Mais au-delà de ces hasardeuses interprétations à tendances psychanalytiques, Paprika est surtout un somptueux grand huit. Un anime plein à craquer d’idées visuelles toutes plus audacieuses et créatives les unes que les autres. Testament artistique flamboyant, il exploite le médium au maximum de son potentiel en présentant un montage ahurissant tout en demeurant lisible. Un témoignage du savoir-faire de Satoshi Kon, cinéaste visionnaire inventeur de formes nouvelles sachant très bien quelle quantité d’informations peut renfermer un plan pour paraître foisonnant tout en restant clair. Cette maîtrise de le représentation visuelle propre au film d’animation, contorsion de la mise en image à la limite du point de rupture, cette capacité à élaborer un découpage étourdissant de virtuosité sans paraître pompier est certainement la grande force du réalisateur. Un immense artiste ayant toujours su rester accessible et compréhensible sans compromettre son ambition et la complexité de sa vision.

Noyé dans cette distorsion du réel, le spectateur désorienté devra tout de même se plier à une certaine irrationalité pour apprivoiser ce désordre et profiter pleinement d’une mosaïque de formes et de concepts à géométrie variable. Cet univers intermédiaire à la croisée du rêve et de la réalité peut être envisagé comme une accumulation d’espaces narratifs éphémères semblant vouloir communiquer une idée par plan. Une parenthèse hybride où le vertige induit par une mutation constante de chaque image contribue à notre immersion dans l’histoire. Délibérément destructuré, le scénario du film nous encourage donc à adopter une certaine ouverture d’esprit afin d’ouvrir les portes de notre perception et ainsi pouvoir jouir d’un récit excentrique entre assauts visuels provoqués par un empilement effréné d’idées visuelles et richesse allégorique incontestable.

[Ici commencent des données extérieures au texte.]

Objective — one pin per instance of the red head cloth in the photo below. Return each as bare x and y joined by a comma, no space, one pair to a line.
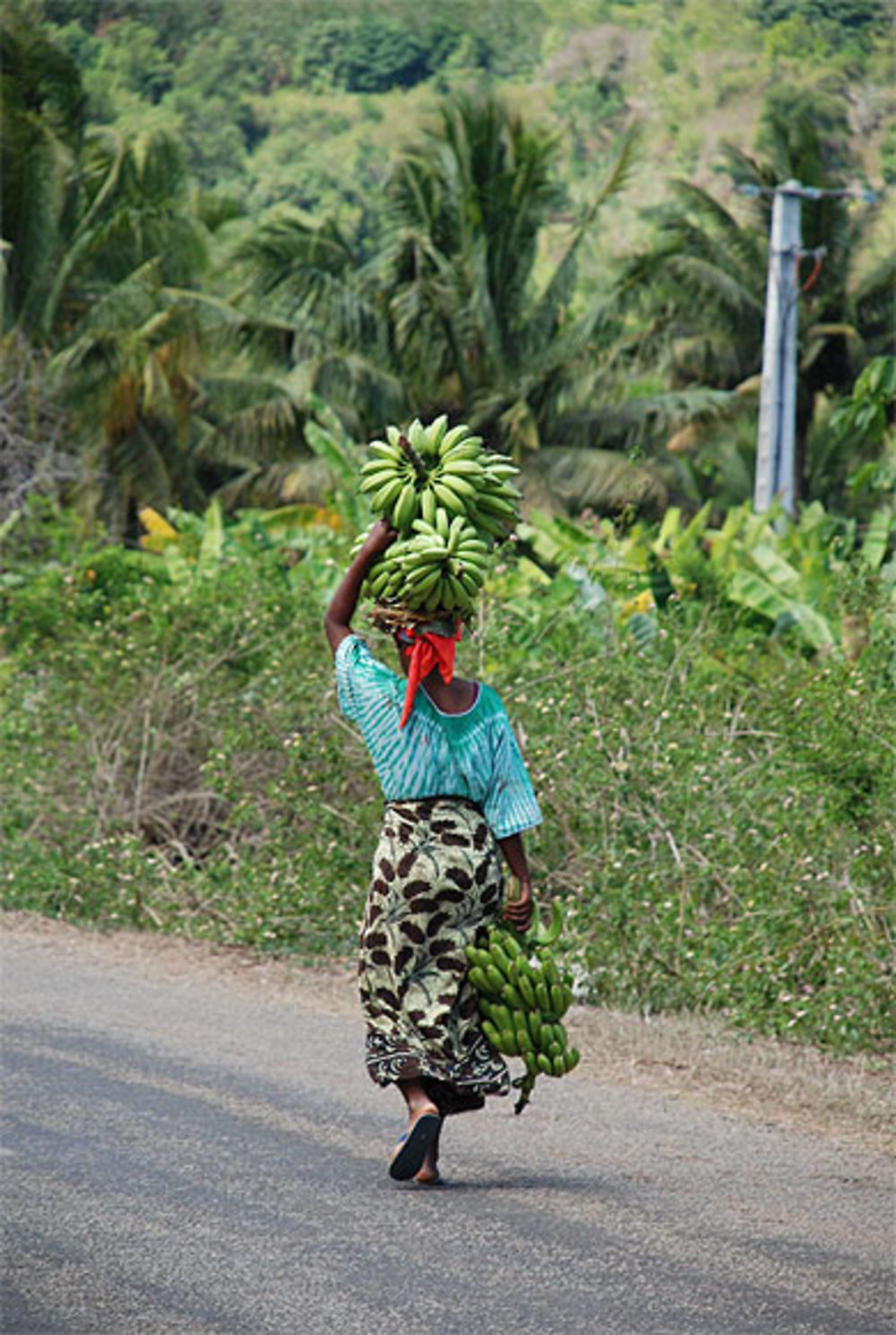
429,650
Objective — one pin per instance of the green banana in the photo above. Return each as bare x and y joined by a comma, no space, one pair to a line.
495,981
452,436
500,959
509,1043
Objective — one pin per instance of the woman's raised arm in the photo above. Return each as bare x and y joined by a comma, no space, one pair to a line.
345,599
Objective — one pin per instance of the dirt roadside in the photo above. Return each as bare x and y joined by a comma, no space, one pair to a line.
691,1059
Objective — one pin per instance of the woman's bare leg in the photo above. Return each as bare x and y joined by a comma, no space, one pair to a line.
419,1101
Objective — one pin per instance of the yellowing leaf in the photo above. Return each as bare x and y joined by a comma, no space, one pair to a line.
155,523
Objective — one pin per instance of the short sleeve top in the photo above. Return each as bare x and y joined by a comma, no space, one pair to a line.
471,754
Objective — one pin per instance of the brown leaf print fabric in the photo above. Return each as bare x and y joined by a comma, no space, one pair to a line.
437,880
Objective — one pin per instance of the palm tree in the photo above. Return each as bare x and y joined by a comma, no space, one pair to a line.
43,125
448,315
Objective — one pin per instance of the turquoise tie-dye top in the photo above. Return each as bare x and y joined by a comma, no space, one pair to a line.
471,754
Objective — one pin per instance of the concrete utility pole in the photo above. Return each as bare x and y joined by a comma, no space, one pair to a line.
775,452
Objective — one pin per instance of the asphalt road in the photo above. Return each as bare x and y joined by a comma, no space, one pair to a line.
180,1154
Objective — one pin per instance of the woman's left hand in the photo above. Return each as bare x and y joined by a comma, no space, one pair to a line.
517,912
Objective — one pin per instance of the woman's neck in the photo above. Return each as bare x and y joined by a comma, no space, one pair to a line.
452,699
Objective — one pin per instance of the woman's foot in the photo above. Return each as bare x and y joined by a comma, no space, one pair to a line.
429,1172
418,1147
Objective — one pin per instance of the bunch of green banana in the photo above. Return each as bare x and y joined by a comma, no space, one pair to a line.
522,1000
450,501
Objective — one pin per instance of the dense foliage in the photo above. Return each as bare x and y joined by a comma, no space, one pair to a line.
719,816
234,248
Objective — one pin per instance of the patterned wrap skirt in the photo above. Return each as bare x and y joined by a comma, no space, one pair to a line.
437,880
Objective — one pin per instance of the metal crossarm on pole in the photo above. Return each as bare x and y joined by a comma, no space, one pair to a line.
775,477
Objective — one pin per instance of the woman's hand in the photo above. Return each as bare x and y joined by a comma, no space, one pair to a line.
517,910
345,599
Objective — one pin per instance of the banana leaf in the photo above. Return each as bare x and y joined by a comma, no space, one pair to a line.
212,541
751,589
876,541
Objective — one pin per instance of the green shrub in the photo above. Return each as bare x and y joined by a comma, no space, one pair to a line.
718,806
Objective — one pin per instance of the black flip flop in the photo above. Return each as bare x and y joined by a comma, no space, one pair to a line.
411,1150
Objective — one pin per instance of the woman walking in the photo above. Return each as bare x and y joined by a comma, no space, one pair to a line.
457,798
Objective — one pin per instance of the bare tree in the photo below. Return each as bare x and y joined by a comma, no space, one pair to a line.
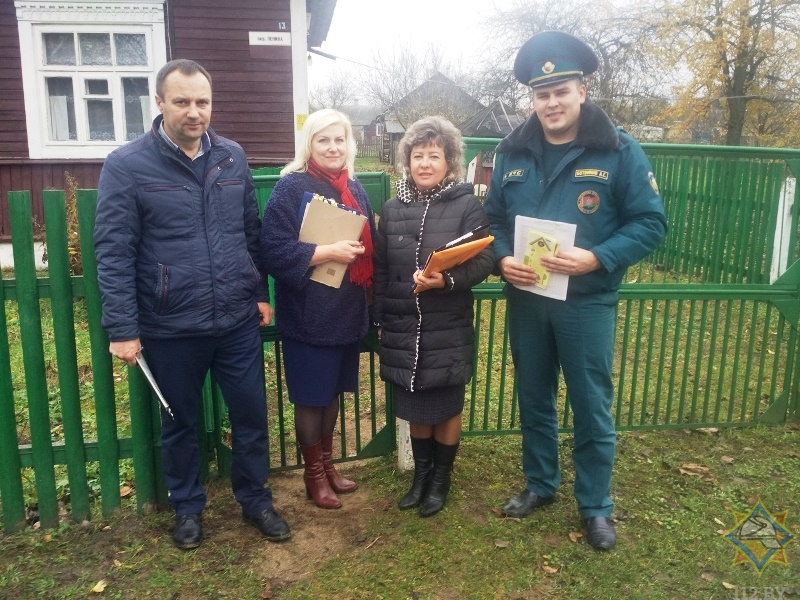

Comme toutes les précédentes oeuvres de Satoshi Kon, Paprika repousse très loin les limites du film d’animation. Oeuvre-somme synthétisant les préoccupations philosophiques et formelles de son auteur, cet anime vient couronner une carrière trop courte pourtant jalonnée de succès. Réalisateur amoureux de cinéma, recyclant et détournant les techniques traditionnelles du 7ème art afin de servir ses oeuvres, il imposa une vision originale bousculant les clichés engluant une culture populaire japonaise figée dans ses figures rabâchées. Sa disparition soudaine le 24 Août 2010 fut une tragédie pour tous ses fans et une perte immense – aussi bien humainement que professionnellement – pour ses collaborateurs du Studio Madhouse. Fauché par un cancer fulgurant du pancréas en pleine post-production de son prochain long The Dream Machine, il laisse derrière lui la marque d’un grand artiste avant-gardiste à l’imagination sans limite et d’un être humain remarquable, comme en témoigne cette lettre bouleversante écrite de sa main et publiée au lendemain de son décès. Consolons-nous en adoptant la logique du maître et n’imaginons pas Kon-Sama disparu mais plutôt ailleurs.

Paprika, de Satoshi Kon (2006). Disponible en DVD chez Sony Pictures Entertainment et en Blu-ray chez G.C.T.H.V.